Software Management Interface (SMI)

An internal University of Michigan College of Engineering workflow tool used to develop and deploy a world-class student computing environment.

Screenshot of a new UI mockup for the public interface of the SMI application.


This Flask application provides an interface to facilitate the U-M College of Engineering Student Computing Environment team's process for software evaluation, licensing, and deployment, as well as populating a public software listing webpage. As the lead developer of this ongoing project, I collaborated with business analysts, project managers, and project owners to gather functional and business requirements. I continue to work with project owners and a team of part-time student employees to develop features in annual development cycles of about four months. As the application ages, I am also focused on incrementally refactoring the code to better align with modern practices.

Because this application is primarily an internal tool serving privileged data that is only available to logged-in users, I am unable to provide extensive details or views of the admin interface. However, I am happy to further discuss this project if you contact me directly.


The Student Computing Environment (SCE) team is tasked with developing and deploying a world class computing environment for Michigan Engineering students. For years, the team has completed this incredibly involved annual process through a tangled network of spreadsheets, relying on institutional knowledge with no documented workflow. I was asked to lead the development of a web application the team could use to facilitate this process.


  1. Document the team's workflow and build the application in such a way that knowledge of the workflow is not lost when employees leave the team.
  2. Replace brittle, confusing spreadsheets with a single database and a UI for interacting with the data.


As lead developer on this project, I worked with a cross-functional team of highly talented professionals, such as:

  • Internal business analysts
  • Internal project managers
  • External database architects

The business analysts worked with the SCE team to develop a process map, which took several months. Once the process map was complete, I was brought onto the team to participate in database design and to begin to build the application.
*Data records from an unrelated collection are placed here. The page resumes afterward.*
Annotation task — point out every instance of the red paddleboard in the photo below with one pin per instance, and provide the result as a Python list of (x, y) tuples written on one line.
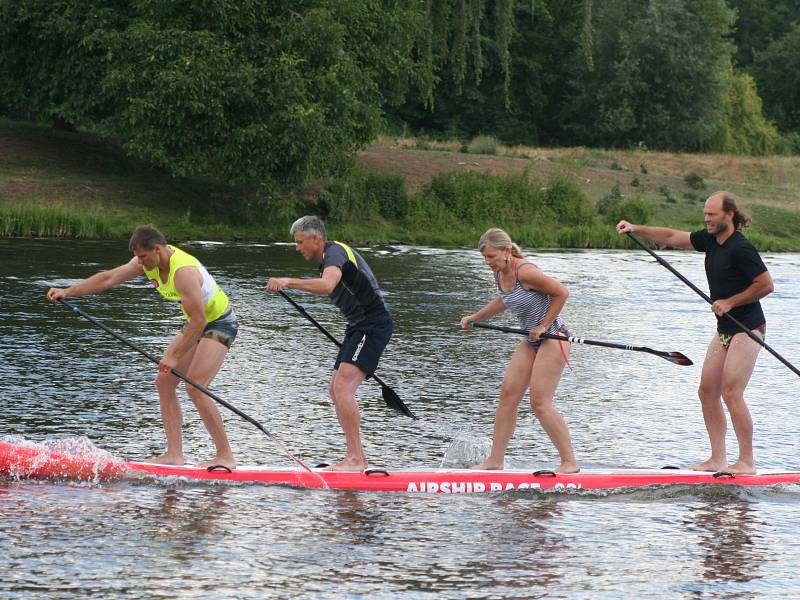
[(24, 461)]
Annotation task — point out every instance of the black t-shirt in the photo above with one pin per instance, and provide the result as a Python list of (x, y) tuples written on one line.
[(357, 294), (730, 269)]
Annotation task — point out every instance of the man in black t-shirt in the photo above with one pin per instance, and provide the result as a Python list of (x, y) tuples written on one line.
[(349, 282), (737, 279)]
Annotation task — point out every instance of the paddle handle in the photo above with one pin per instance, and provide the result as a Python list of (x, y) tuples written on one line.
[(389, 395), (708, 299), (156, 360), (673, 357), (551, 336)]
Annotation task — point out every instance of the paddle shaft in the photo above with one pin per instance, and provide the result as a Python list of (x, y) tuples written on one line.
[(377, 379), (675, 357), (708, 299), (189, 381)]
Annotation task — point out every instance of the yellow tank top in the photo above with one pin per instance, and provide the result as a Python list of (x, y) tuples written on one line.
[(215, 301)]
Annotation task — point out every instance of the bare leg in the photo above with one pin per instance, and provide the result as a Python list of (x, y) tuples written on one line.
[(739, 364), (206, 363), (171, 416), (710, 393), (547, 368), (344, 383), (515, 383)]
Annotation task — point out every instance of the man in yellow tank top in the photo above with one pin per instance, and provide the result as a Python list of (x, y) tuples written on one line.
[(197, 350)]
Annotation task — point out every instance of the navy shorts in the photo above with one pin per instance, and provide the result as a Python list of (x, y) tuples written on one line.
[(364, 343)]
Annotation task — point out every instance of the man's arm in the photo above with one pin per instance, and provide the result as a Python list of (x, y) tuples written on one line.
[(99, 282), (663, 236), (761, 286), (323, 286)]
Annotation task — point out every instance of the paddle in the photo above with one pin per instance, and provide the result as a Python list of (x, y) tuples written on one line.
[(674, 357), (194, 384), (705, 297), (391, 398)]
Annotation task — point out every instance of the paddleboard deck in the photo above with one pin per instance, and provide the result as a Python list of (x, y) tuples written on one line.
[(22, 461)]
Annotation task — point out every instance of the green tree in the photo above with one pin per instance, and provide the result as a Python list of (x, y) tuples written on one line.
[(777, 70), (239, 90), (657, 74), (743, 129), (758, 23), (472, 99)]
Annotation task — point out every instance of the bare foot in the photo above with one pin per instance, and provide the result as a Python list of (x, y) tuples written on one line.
[(709, 465), (349, 464), (489, 465), (176, 460), (568, 467), (225, 461), (741, 468)]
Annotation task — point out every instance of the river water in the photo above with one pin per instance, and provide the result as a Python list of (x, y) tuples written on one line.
[(65, 380)]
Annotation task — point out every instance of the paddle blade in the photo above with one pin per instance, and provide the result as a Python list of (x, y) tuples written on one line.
[(393, 401), (679, 359)]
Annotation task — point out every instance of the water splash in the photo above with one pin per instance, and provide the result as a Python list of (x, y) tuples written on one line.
[(74, 459), (466, 451)]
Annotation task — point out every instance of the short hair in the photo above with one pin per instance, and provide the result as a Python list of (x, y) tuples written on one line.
[(741, 218), (147, 237), (309, 225)]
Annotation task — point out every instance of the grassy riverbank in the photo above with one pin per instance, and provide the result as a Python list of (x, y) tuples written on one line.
[(414, 191)]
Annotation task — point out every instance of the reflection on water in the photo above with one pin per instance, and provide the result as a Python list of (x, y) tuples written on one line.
[(64, 378), (729, 533)]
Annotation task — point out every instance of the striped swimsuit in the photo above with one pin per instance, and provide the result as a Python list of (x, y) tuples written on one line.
[(529, 306)]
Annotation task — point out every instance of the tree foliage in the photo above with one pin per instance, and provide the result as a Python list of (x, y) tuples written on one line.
[(240, 91), (777, 69), (658, 74), (743, 129)]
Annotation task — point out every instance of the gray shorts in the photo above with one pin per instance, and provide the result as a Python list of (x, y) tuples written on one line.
[(223, 330)]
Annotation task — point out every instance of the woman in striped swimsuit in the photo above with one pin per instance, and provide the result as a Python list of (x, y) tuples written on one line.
[(536, 300)]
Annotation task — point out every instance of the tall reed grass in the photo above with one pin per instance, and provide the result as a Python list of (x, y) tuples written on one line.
[(50, 221)]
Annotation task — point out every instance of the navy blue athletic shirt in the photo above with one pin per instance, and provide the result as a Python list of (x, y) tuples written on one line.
[(357, 295), (730, 269)]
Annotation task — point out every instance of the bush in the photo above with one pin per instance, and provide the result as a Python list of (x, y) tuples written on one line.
[(614, 207), (50, 221), (695, 181), (363, 196), (483, 144), (568, 202)]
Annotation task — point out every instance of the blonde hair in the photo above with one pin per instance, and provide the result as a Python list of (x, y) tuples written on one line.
[(499, 239)]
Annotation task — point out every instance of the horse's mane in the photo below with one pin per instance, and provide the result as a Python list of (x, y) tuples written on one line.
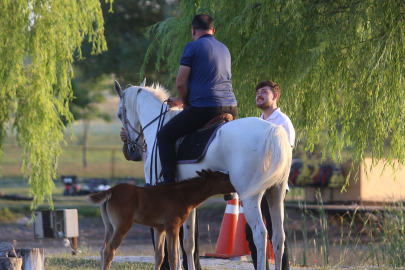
[(155, 89)]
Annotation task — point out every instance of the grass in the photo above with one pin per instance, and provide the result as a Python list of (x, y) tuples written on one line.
[(75, 263), (376, 238)]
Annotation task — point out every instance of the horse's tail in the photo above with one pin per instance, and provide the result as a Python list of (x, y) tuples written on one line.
[(99, 198), (276, 162)]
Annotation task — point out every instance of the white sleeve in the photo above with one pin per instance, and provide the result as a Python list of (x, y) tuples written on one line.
[(290, 131)]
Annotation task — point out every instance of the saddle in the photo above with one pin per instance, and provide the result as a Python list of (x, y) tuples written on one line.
[(192, 147), (218, 120)]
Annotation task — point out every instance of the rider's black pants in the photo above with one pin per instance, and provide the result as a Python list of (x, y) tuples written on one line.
[(285, 265), (189, 120), (166, 265)]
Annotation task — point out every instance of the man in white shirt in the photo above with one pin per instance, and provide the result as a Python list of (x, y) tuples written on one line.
[(267, 95)]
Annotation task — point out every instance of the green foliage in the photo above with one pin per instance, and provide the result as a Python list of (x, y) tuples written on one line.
[(38, 42), (6, 215), (340, 65), (127, 44), (83, 105)]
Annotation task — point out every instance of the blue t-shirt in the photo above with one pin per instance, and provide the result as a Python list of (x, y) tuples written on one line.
[(209, 83)]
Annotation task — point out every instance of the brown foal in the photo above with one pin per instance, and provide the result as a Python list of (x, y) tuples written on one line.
[(165, 208)]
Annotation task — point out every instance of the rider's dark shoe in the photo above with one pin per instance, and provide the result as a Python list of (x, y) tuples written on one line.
[(165, 182), (229, 196)]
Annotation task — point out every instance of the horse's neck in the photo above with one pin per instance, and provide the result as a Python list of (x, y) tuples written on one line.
[(196, 192), (148, 108)]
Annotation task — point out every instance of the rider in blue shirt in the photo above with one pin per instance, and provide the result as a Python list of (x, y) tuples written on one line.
[(204, 87)]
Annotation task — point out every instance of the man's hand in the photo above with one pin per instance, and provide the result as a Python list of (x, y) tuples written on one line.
[(123, 135), (175, 102), (181, 84)]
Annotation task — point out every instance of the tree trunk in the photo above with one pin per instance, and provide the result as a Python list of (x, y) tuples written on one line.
[(86, 125)]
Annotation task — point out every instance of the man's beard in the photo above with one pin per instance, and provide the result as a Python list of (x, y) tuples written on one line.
[(263, 105)]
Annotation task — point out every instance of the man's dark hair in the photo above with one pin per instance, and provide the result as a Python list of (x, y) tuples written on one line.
[(202, 22), (273, 86)]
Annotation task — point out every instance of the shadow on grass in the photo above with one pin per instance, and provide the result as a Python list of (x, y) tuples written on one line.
[(76, 263)]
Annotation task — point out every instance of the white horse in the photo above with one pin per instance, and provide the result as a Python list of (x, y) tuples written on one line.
[(256, 153)]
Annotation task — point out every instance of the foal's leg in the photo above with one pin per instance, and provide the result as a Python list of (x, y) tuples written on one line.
[(172, 236), (275, 198), (109, 230), (159, 247), (113, 245), (188, 239), (253, 217)]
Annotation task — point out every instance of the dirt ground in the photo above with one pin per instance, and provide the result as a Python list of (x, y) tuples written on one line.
[(138, 240)]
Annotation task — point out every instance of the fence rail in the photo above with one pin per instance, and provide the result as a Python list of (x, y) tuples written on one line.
[(102, 162)]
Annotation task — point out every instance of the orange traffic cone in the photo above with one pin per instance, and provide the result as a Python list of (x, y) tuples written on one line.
[(228, 228), (241, 245)]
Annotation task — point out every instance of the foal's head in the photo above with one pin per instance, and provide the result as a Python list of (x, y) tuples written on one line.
[(218, 179)]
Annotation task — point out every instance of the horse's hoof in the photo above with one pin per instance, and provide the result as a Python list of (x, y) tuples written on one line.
[(229, 196)]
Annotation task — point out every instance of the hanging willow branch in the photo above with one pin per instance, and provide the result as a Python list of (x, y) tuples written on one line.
[(38, 40), (340, 65)]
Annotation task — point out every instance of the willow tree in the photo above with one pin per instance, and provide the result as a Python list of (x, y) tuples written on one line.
[(340, 65), (38, 40)]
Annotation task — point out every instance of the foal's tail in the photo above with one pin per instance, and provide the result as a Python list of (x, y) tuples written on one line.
[(99, 198), (276, 162)]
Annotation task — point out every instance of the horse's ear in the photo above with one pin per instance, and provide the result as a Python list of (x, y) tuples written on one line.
[(143, 83), (117, 89)]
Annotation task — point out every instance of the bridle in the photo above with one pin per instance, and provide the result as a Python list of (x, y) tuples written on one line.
[(133, 144)]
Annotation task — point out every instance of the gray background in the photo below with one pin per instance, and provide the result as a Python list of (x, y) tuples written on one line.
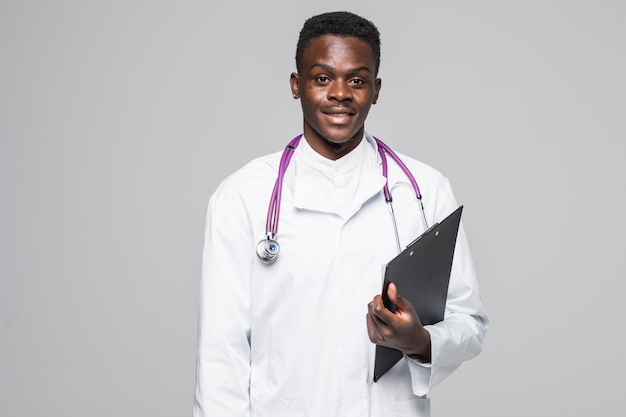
[(119, 118)]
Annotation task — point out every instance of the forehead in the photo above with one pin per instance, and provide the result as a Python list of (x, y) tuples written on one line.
[(337, 50)]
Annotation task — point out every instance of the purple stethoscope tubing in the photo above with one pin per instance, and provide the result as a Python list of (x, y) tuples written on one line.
[(268, 248)]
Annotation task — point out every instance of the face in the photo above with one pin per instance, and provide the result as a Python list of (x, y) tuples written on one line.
[(337, 86)]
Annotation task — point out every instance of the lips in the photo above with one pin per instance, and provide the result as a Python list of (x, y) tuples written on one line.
[(339, 115)]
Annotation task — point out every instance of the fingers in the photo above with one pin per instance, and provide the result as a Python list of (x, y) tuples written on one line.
[(378, 321)]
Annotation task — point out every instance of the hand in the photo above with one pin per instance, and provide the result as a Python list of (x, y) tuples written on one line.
[(401, 330)]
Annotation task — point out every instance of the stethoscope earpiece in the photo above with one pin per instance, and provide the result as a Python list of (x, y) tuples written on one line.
[(268, 249)]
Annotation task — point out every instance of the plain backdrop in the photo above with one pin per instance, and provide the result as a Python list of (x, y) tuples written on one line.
[(119, 118)]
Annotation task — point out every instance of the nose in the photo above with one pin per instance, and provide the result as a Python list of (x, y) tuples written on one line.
[(339, 90)]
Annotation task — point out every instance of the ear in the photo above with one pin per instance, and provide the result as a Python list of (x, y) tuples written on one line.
[(377, 85), (295, 89)]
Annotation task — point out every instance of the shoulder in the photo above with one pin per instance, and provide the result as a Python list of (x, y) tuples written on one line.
[(254, 178)]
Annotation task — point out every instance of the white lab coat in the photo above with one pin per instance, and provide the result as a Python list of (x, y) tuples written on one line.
[(289, 339)]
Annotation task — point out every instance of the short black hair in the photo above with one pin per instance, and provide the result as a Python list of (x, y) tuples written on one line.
[(341, 24)]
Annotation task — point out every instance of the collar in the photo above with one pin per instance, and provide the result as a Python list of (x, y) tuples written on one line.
[(310, 174)]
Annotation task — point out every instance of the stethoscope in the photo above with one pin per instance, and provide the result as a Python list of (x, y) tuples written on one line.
[(268, 248)]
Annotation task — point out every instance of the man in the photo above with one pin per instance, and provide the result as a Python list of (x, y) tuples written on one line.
[(297, 337)]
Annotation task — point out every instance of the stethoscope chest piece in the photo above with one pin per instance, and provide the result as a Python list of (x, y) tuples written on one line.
[(268, 249)]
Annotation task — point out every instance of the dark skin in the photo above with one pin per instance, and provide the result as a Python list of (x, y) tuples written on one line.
[(337, 86)]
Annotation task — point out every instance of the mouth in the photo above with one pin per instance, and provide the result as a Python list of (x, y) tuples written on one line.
[(339, 115)]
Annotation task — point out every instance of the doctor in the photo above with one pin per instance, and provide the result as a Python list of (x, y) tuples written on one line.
[(296, 337)]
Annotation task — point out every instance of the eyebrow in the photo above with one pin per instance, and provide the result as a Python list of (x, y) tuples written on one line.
[(329, 68)]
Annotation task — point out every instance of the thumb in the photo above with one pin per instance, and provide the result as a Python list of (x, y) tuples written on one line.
[(395, 298)]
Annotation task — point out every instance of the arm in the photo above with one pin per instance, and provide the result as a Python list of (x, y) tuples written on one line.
[(223, 355), (433, 357)]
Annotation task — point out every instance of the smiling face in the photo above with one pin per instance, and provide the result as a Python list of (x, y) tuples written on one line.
[(337, 86)]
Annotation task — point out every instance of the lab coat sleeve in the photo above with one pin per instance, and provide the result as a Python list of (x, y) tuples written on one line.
[(459, 337), (223, 354)]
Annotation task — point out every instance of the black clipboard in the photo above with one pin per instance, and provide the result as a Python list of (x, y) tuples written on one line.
[(421, 272)]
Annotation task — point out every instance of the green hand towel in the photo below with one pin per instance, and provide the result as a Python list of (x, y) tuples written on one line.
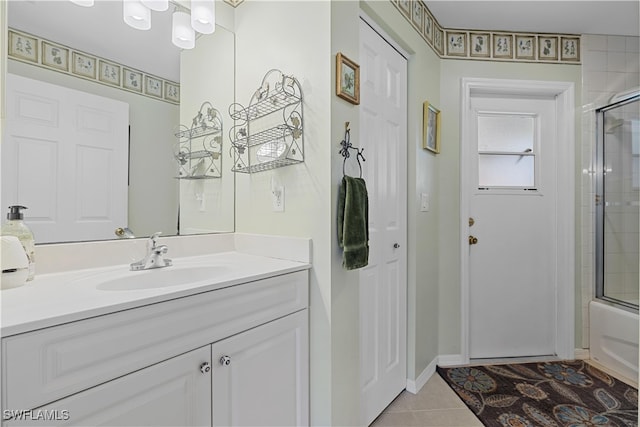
[(353, 222)]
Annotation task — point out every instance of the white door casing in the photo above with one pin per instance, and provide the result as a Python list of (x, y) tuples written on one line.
[(511, 235), (65, 157), (383, 283)]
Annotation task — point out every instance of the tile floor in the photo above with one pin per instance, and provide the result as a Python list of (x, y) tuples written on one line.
[(434, 405), (437, 405)]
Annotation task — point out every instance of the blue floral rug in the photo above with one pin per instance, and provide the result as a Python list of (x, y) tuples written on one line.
[(548, 394)]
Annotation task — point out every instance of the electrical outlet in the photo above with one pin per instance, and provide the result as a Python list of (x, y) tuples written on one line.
[(424, 202), (278, 198)]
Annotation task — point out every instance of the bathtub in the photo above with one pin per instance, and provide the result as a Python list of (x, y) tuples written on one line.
[(613, 338)]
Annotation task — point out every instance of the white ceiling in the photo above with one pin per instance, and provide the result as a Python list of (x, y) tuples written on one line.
[(570, 17)]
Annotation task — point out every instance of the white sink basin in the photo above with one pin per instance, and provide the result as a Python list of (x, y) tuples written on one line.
[(161, 278)]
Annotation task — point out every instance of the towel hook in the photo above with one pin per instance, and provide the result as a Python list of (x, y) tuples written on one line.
[(346, 146)]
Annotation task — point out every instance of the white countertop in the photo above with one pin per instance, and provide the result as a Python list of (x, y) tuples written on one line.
[(56, 298)]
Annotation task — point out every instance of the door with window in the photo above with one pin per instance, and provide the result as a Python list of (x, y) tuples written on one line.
[(383, 283), (512, 226)]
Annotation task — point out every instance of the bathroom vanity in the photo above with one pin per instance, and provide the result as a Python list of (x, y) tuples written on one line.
[(224, 341)]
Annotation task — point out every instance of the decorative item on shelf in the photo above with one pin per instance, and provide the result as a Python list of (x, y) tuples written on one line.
[(268, 133), (346, 146), (199, 147)]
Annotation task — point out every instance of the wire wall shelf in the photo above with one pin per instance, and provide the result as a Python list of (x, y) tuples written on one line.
[(268, 134), (198, 150)]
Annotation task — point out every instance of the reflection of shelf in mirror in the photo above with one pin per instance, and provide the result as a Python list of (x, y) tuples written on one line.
[(194, 177), (198, 131), (198, 154), (274, 102), (268, 135), (266, 165)]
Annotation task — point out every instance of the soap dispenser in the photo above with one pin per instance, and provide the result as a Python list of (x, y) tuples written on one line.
[(15, 226)]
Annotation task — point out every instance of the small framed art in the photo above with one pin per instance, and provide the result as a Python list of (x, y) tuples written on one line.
[(456, 43), (84, 65), (548, 48), (525, 47), (23, 47), (132, 80), (171, 92), (55, 56), (430, 127), (109, 73), (502, 46), (153, 86), (347, 79), (479, 46), (570, 48)]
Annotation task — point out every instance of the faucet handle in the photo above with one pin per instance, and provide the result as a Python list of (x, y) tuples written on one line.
[(153, 240)]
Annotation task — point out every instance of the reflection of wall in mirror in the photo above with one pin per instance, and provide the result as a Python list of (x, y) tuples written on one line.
[(207, 74), (153, 195)]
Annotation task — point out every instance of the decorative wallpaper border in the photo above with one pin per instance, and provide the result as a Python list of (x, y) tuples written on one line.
[(53, 56), (489, 45)]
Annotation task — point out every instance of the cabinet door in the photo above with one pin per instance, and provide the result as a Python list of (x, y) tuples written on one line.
[(261, 377), (176, 392)]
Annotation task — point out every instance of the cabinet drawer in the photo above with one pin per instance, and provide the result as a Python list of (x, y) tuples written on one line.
[(42, 366)]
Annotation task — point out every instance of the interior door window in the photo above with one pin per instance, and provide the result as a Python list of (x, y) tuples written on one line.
[(506, 151)]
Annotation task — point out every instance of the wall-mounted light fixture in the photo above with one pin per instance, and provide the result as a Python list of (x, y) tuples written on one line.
[(201, 17)]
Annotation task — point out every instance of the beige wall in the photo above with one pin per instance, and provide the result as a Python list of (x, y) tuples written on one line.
[(153, 192), (294, 37)]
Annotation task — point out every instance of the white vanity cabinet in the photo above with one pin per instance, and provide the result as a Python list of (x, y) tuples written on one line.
[(232, 356)]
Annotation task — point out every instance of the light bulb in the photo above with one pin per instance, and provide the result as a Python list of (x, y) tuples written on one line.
[(85, 3), (136, 14), (182, 35), (203, 16), (157, 5)]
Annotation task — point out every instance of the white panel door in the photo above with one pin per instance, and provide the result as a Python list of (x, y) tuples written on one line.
[(513, 264), (65, 157), (383, 283), (260, 377), (175, 392)]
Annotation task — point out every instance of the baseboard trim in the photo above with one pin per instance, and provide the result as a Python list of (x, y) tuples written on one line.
[(414, 386), (450, 360), (582, 354)]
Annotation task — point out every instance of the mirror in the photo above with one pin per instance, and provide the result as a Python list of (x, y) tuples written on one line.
[(155, 199)]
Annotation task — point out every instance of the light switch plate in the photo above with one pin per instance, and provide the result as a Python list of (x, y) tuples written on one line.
[(424, 202), (278, 198)]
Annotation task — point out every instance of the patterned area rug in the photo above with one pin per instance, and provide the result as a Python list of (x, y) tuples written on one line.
[(567, 393)]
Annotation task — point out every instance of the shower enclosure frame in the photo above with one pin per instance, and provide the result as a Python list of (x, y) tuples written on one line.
[(600, 200)]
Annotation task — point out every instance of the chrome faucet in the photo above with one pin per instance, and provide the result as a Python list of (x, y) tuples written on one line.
[(155, 255)]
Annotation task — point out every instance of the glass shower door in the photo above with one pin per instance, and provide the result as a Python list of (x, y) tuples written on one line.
[(618, 203)]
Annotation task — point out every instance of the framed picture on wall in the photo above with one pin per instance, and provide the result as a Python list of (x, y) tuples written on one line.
[(347, 79), (479, 46), (430, 127)]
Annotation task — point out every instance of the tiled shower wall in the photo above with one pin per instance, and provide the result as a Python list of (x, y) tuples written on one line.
[(610, 64)]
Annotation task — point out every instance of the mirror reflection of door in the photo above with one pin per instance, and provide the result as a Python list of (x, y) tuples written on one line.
[(65, 157)]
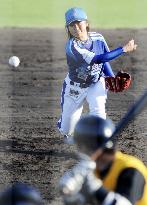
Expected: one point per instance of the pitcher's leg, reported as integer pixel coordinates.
(96, 99)
(71, 113)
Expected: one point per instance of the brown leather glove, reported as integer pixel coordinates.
(118, 83)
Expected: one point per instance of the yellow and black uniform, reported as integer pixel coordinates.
(127, 176)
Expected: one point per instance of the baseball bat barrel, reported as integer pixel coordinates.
(134, 110)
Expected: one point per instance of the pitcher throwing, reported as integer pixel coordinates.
(88, 59)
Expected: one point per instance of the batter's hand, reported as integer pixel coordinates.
(130, 46)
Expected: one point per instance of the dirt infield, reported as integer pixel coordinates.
(30, 105)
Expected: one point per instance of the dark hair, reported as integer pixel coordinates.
(71, 36)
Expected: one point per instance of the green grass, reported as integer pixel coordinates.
(50, 13)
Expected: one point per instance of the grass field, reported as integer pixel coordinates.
(50, 13)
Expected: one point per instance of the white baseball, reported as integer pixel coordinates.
(14, 61)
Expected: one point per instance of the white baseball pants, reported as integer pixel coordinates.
(72, 100)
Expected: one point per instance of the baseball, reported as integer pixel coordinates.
(14, 61)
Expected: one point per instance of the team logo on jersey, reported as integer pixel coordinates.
(74, 93)
(83, 73)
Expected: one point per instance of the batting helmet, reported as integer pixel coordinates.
(75, 14)
(20, 194)
(92, 132)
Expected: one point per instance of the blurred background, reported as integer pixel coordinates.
(50, 13)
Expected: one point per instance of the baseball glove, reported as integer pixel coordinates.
(118, 83)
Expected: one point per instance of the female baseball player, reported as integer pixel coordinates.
(87, 59)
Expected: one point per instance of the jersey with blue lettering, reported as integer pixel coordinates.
(88, 60)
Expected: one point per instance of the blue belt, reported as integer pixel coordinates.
(81, 85)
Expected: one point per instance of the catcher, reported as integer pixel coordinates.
(104, 175)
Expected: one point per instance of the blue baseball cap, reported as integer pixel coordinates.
(75, 14)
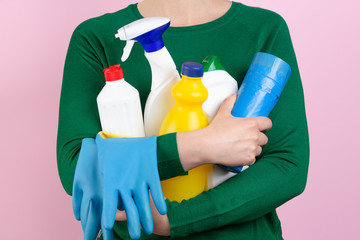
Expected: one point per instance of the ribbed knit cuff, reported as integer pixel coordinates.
(169, 163)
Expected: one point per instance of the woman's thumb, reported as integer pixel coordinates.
(227, 104)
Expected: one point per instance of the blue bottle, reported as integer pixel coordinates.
(260, 89)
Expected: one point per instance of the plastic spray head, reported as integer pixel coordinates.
(192, 69)
(147, 31)
(212, 63)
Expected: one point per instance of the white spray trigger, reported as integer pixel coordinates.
(127, 49)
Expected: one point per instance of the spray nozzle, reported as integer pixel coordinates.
(147, 31)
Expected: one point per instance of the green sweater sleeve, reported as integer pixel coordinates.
(279, 174)
(83, 79)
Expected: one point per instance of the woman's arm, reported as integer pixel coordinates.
(279, 174)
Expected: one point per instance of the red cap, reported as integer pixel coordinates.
(113, 73)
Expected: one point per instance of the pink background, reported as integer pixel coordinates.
(34, 38)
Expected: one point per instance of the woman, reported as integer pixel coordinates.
(244, 206)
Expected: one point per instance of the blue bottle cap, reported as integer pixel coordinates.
(272, 67)
(192, 69)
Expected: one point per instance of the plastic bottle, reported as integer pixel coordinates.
(187, 115)
(119, 105)
(259, 92)
(219, 83)
(148, 31)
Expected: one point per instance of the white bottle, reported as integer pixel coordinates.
(220, 85)
(148, 31)
(119, 105)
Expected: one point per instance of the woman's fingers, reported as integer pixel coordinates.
(263, 139)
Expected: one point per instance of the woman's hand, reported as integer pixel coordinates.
(160, 222)
(228, 140)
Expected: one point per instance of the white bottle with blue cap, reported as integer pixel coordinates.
(148, 31)
(257, 96)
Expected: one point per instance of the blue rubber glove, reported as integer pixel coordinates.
(129, 167)
(87, 190)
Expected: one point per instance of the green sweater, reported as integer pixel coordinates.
(240, 208)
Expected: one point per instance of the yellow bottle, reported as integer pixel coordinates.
(187, 115)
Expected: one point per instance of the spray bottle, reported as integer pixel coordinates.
(187, 115)
(148, 31)
(119, 106)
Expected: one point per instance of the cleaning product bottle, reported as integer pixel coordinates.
(119, 105)
(187, 115)
(259, 93)
(219, 83)
(148, 31)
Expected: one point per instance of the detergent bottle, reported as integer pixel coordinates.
(148, 31)
(258, 95)
(187, 115)
(219, 83)
(119, 105)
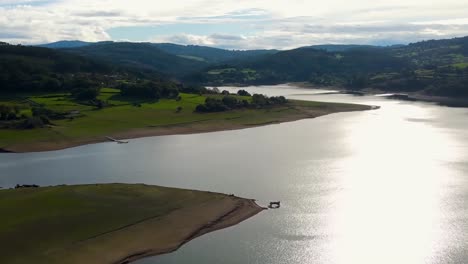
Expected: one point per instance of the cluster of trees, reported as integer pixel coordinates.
(438, 67)
(10, 117)
(8, 113)
(149, 89)
(229, 102)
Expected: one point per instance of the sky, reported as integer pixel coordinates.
(233, 24)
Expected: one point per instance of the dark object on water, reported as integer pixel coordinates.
(26, 186)
(274, 205)
(116, 140)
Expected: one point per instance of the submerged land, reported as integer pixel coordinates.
(125, 118)
(109, 223)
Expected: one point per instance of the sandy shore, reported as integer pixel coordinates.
(180, 129)
(441, 100)
(110, 223)
(162, 235)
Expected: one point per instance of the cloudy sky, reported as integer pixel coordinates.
(234, 24)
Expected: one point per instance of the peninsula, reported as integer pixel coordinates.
(109, 223)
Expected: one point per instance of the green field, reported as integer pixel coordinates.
(48, 225)
(121, 117)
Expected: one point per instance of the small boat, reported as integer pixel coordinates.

This project was and continues to be run with an "Agile-like" project management methodology. I work with the SCE team to prioritize features, identify the effort level required for each feature, choose a set of features to work on during the four-month development cycle, and deploy new features to our QA server every two weeks for stakeholder review by the SCE team. For the first three years, our team worked with a dedicated project manager, but I now serve as both the PM and the lead developer.


An Unfamiliar Tech Stack

Up until the point of this project's genesis in 2016, my primary role had been as my team's WordPress developer, which meant I worked in PHP, HTML, CSS, MySQL, and JavaScript. Since I was fairly junior at the time, the tech stack was chosen for me. I would be working with:

  • Python,
  • Flask,
  • MySQL,
  • and the familiar HTML/CSS/JS.

I learn best by doing and, while apprehensive at first, I quickly got up to speed on the tech necessary. I looked into and evaluated Python libraries independently to use in the Flask application and settled on SQLAlchemy and WTForms. I was able to develop a usable MVP (minimum viable product) during the first development cycle.


In 2020, I am now in my fourth annual four-month development cycle for this project. Each year since its inception, the SCE team has been able to use SMI to facilitate their workflow. Every year, I work with my team of student developers to add additional features to bring it closer to meeting all the SCE team's needs. There are still some spreadsheets kicking around, but the majority of their work is now done in the SMI application.

Four years is a long time in the life of a web app, so this year I am also leading an effort to refactor the code to better align with modern tech. My focus is on making it more sustainable, easier to maintain, and easier to build on in the future. Some of my goals are to replace all instances of JQuery with vanilla JavaScript ES6, to improve accessibility, to improve performance, and to create a more attractive UI. To this end, my team now includes UX/UI design students from U-M's School of Information.